Pemerintah Kota Jakarta Timur melalui Suku Dinas Pertamanan dan Hutan Kota (Tamhut) akan berperan dalam penyusunan desain taman, sementara eksekusi pembangunannya akan ditangani oleh Perumda Pasar Jaya.
Direktur Utama Perumda Pasar Jaya, Agus Himawan Widiyanto, menyebut pengerjaan taman ditargetkan dimulai pekan depan dan diperkirakan rampung dalam dua pekan.
“Anggaran berasal dari kami, sementara desain taman disiapkan oleh Sudin Tamhut. Kami ingin menghadirkan ruang bermain yang dapat digunakan anak-anak pedagang maupun pengunjung pasar,” jelasnya.
Lebih dari sekadar estetika, taman ini diharapkan menjadi bagian dari upaya menciptakan suasana pasar yang lebih aman, nyaman, dan humanis bagi seluruh lapisan masyarakat.
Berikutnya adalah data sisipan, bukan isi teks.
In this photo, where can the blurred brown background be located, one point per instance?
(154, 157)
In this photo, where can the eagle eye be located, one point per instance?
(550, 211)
“Kami berkomitmen menjaga ketertiban dan kenyamanan pasar. Taman ini salah satu wujud nyatanya,” tegas Agus.
Di sisi lain, para pedagang menyambut baik penataan ini. Margono, salah satu pedagang di pasar tersebut, menilai keberadaan taman akan menambah nilai positif bagi lingkungan pasar.
“Penataan ini penting, termasuk penghapusan posko ormas yang selama ini menjadi momok intimidasi. Pedagang butuh suasana kondusif untuk berjualan,” ucapnya.
Ia juga mengapresiasi penertiban Pedagang Kaki Lima (PKL) yang selama ini memadati area parkir. Menurutnya, perubahan tersebut mempercepat aktivitas logistik di pasar.
“Sekarang bongkar muat barang jadi lebih efisien. Dulu bisa makan waktu satu jam, sekarang cukup setengahnya. Pasar makin tertib dan nyaman,” pungkasnya.